On a hot and sticky morning yesterday, I left my Osaka hotel for a quick trip to Okayama. Already, at 8.30 am, the temperature must have been >30C, as I trudged the 10 minutes on foot to Shin-Osaka station trailing my suitcase behind me and laden with a heavy back-pack. I've discovered that Shin means 'new' in Japanese. And the journey was quick. The 150km took just 45 minutes, including one stop at Shin Kobe. Of course, I was travelling on one of these:
a Shinkansen (tr. Bullet Train). The one I caught was exactly like these shown here - all 16 coaches in length - and I had seat 1a in car 15.
The journey was more or less silent on track reserved only for the Shinkansen, and the train barely swayed from side to side. I had an aircraft style seat with plenty of leg-room and it was interesting to see the highly urbanised Japanese country flash past me. Alas, I cannot show you and of the scenery because for much of the time the line was screened from view by partial barriers or tunnels. What I can comment on is some interesting aspects of Japanese life. The train seemed to come with a large retinue of staff who actually didn't seem to do much other than bow politely at the door to the carriage. I've noticed this situation frequently in shops, around the streets, in stations, or wherever. So, there's a world class high-tech economy perched on the back of a lot of low-level jobs, which seems to work quite well as unemployment and income disparities are low. And another strange, but frequent, sight is that of residential developments with rice paddies and vegetable gardens in the middle. Doo-chul, with whose family I am staying in Okayama, took me for an after-dinner and after-dark stroll through his neighbourhood and we saw large numbers of these agricultural enterprises on pocket-handkerchief sized blocks of land.

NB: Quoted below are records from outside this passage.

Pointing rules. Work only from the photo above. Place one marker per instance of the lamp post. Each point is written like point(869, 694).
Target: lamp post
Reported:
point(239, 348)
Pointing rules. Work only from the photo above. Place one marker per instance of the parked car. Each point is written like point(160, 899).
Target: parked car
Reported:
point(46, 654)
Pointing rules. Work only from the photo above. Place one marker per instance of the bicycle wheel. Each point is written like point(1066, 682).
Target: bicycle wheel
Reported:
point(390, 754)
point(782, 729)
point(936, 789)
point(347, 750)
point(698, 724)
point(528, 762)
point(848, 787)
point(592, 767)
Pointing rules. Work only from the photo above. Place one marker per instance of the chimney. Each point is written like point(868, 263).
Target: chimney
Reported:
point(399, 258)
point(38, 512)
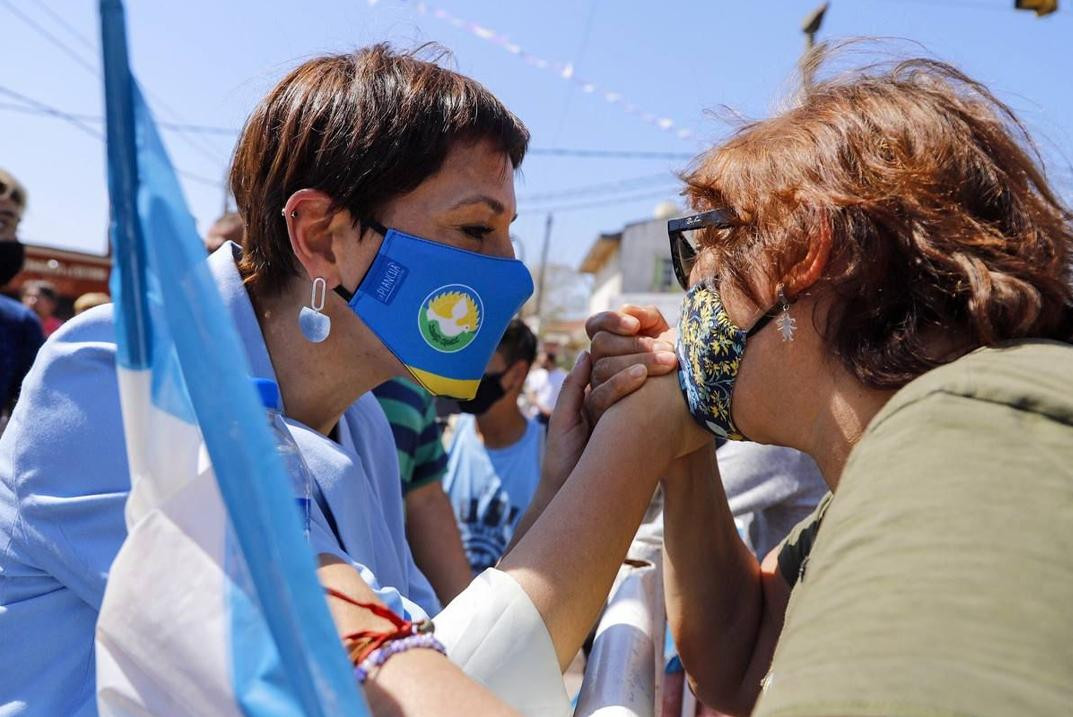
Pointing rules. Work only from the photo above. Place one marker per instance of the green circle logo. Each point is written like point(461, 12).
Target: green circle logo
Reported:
point(450, 318)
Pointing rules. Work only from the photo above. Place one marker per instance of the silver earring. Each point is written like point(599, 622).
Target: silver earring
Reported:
point(314, 325)
point(785, 323)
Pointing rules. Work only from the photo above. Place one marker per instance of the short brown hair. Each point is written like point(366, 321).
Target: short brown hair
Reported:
point(940, 216)
point(363, 128)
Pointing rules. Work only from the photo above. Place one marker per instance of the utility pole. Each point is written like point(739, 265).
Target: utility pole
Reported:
point(810, 27)
point(1040, 6)
point(226, 190)
point(543, 273)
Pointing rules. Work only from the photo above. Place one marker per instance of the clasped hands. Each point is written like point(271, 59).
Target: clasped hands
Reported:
point(631, 367)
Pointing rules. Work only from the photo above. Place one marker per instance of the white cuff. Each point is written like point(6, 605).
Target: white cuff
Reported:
point(495, 633)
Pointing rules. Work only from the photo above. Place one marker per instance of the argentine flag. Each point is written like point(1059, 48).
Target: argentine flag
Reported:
point(212, 604)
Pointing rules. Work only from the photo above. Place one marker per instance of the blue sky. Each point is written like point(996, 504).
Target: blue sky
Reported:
point(208, 62)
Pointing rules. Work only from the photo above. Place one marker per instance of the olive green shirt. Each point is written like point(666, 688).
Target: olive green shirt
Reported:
point(941, 579)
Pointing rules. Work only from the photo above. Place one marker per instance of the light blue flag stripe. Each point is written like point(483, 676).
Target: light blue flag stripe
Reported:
point(156, 246)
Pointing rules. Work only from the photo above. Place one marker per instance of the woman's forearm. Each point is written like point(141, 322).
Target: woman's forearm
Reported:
point(569, 558)
point(413, 683)
point(715, 597)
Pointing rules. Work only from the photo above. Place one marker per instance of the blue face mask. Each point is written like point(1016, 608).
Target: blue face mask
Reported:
point(439, 309)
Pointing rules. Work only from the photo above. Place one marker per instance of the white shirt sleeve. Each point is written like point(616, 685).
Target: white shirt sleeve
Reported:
point(494, 632)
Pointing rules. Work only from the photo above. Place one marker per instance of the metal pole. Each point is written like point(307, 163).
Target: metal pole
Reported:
point(810, 27)
point(543, 269)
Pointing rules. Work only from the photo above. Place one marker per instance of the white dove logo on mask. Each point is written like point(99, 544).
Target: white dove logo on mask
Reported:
point(450, 318)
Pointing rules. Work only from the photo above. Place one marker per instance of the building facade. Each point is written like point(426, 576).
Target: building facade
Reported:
point(72, 273)
point(633, 266)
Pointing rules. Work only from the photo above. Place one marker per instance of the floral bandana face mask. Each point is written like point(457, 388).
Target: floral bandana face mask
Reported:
point(709, 354)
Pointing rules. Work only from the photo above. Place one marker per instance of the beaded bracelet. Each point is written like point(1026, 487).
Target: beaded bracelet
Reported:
point(381, 655)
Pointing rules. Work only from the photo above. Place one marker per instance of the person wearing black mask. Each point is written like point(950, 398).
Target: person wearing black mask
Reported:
point(494, 463)
point(20, 334)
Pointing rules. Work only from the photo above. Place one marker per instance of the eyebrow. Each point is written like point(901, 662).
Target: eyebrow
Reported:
point(493, 203)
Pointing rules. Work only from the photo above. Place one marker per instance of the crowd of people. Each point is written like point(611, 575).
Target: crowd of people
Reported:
point(862, 426)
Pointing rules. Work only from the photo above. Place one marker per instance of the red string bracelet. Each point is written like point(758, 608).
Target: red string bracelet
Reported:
point(377, 639)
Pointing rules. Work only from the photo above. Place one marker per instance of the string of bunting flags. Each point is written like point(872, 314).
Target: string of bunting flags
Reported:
point(563, 70)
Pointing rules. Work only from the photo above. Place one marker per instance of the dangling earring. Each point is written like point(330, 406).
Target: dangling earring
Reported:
point(314, 325)
point(785, 323)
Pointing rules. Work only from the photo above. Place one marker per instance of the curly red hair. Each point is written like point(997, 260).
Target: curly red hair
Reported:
point(940, 216)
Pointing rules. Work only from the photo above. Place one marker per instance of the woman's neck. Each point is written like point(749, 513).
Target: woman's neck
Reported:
point(838, 421)
point(319, 381)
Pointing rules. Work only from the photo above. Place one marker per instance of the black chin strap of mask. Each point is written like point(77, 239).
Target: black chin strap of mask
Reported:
point(376, 227)
point(763, 321)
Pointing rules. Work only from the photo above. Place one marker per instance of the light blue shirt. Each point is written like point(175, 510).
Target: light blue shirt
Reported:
point(490, 488)
point(63, 482)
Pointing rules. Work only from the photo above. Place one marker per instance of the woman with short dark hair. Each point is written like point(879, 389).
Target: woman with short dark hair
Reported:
point(879, 277)
point(377, 190)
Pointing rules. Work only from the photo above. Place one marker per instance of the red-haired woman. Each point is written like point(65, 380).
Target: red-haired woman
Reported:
point(880, 277)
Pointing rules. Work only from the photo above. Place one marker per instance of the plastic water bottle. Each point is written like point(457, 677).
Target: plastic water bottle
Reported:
point(302, 479)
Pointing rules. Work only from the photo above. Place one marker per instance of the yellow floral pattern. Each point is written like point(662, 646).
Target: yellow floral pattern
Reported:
point(709, 354)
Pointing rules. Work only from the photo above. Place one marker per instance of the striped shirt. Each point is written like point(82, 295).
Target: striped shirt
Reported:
point(411, 410)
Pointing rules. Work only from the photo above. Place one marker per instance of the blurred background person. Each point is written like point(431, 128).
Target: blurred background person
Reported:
point(228, 228)
point(495, 458)
point(20, 335)
point(86, 302)
point(430, 527)
point(543, 384)
point(43, 300)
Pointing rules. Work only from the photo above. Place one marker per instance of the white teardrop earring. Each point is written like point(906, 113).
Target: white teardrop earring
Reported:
point(314, 325)
point(785, 323)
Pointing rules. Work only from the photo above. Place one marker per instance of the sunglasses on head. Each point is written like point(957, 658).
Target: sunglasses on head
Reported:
point(684, 246)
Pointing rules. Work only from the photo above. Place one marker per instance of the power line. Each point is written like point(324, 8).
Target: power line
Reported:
point(610, 154)
point(78, 121)
point(43, 108)
point(601, 203)
point(62, 46)
point(205, 150)
point(602, 188)
point(961, 4)
point(67, 26)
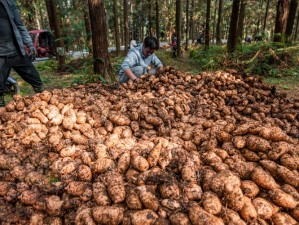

Just one final comment. It would be nice to travel from say, Canberra to Sydney in maybe 90 minutes by high-speed train. However, to be blunt I cannot see how such a system could deliver competitive fares in Australia and turn a profit without MASSIVE subsidies. I gather the system in Japan is also subsidised, but at least there's a dense route network traversed by numerous large trains with short head-ways. While I awaited my train at Shin-Osaka, I counted trains departing at about every 4 minutes, each 16 cars long and full of passengers That makes, on crude calculation, about 15 x 16 x 80 people departing Osaka for somewhere or other every hour. That's nearly 20,000 passengers an hour. Can anyone envisage even 2000 people per hour wanting to leave Sydney on a bullet train for some local destination? At that rate of patronage the system would have to run at a thundering great loss. My guess is that a similar system in the UK would also be hugely loss making, despite a larger and much more densely packed population than Australia. Get real!